The interpretation of section 76(1)(b) of the Labour Relations Act.
Case:
National Union of Metalworkers of South Africa v Trenstar (Pty) Ltd (CCT 105/22 [2023] ZACC 11 (Trenstar).
Introduction:
The general rule is that an employer may not use replacement labour, known as “scab labour”, to perform the work of locked-out employees. An exception to this rule, provided for in section 76(1)(b) of the Labour Relations Act, is that the employer may use scab labour if the lock-out is in response to a strike. In this matter, the Constitutional Court dealt with the interpretation of that exception and the meaning of the words “in response to a strike”.
Background:
In the lead up to this case, NUMSA demanded, on behalf of its members, that Trenstar pay a once-off taxable gratuity to employees (“the demand”). The parties were unable to reach an agreement on the demand and NUMSA referred a dispute to the CCMA for conciliation. The dispute remained unresolved after conciliation and NUMSA issued notice to Trenstar that its employees would embark on a strike in support of their demand. The strike began on 26 October 2020.
On 20 November 2020, NUMSA notified Trenstar that its members would suspend the strike; however, that suspension was not to be interpreted as a withdrawal of the demand. On the same day, and shortly after receipt of the notification, Trenstar gave 48 hours’ notice of a lock-out to all NUMSA members. Trenstar recorded that the lock-out was in response to the NUMSA members’ strike action and section 76(1)(b) of the LRA was accordingly applicable. On this interpretation, Trenstar considered itself entitled to use replacement labour.
NUMSA approached the Labour Court (“LC”) on an urgent basis for an order interdicting Trenstar from using scab labour. In its court papers, NUMSA argued that the lock-out was not in response to a strike. The LC dismissed NUMSA’s application, stating that “strike” in terms section 76(1)(b) of the LRA qualified the type of lock-out during which replacement labour may be used – that the lock-out was in response to the strike, as opposed to an “offensive” lock-out, where the employer initiates industrial action.
NUMSA appealed to the Labour Appeal Court (“LAC”), which appeal was dismissed on the basis that the matter had since become moot as both the strike and lock-out had concluded.
Dissatisfied with the outcome of the LAC, NUMSA then approached the Constitutional Court, arguing that this matter was of Constitutional importance as it concerned the interpretation of legislation which gives effect to labour relations rights found in section 23 of the Constitution. The Constitutional Court, argued NUMSA, had jurisdiction as the interpretation of section 76(1)(b) was of general public importance. The Constitutional Court granted leave to appeal on the basis that it was in the interests of justice to do so.
Constitutional Court interpretation:
The Constitutional Court had to determine two legal issues on the merits of this case, namely, the distinction (if any) between suspended and terminated strikes, as well as the proper interpretation of “in response to a strike” under section 76(1)(b) of the LRA.

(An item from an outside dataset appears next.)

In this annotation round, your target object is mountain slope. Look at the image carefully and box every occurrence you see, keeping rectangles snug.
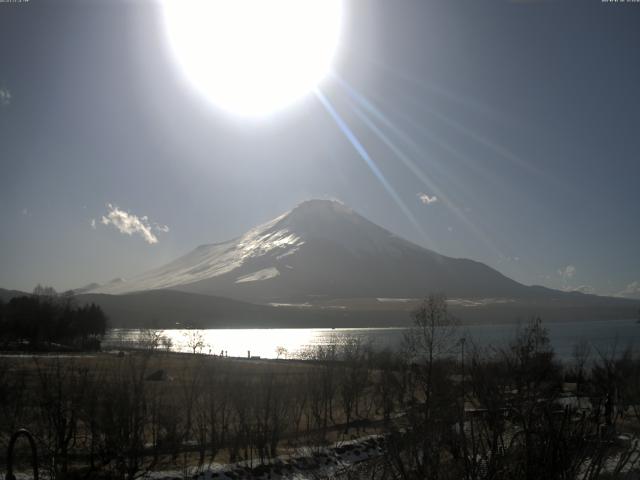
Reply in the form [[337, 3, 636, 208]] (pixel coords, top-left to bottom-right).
[[93, 200, 531, 302], [88, 200, 628, 304]]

The Constitutional Court considered the definitions of “strike” and “lock-out” in section 213 of the LRA. Importantly, a strike means “the partial or complete refusal to work, or the retardation or obstruction of work…”. The court reasoned that once the strike was suspended, and the employees had tendered their services, there was no refusal to work. What remained was a demand, but “a demand unaccompanied by a concerted withdrawal of labour is not a strike”. As there was no longer a strike, the lock-out was not in response to a strike. Consequently, the court found that “employers cannot bring in replacement labour in the context of a lock-out during a suspended strike”.
The lesson is that a suspended strike is not a strike, and scab labour is not allowed when a strike has been suspended.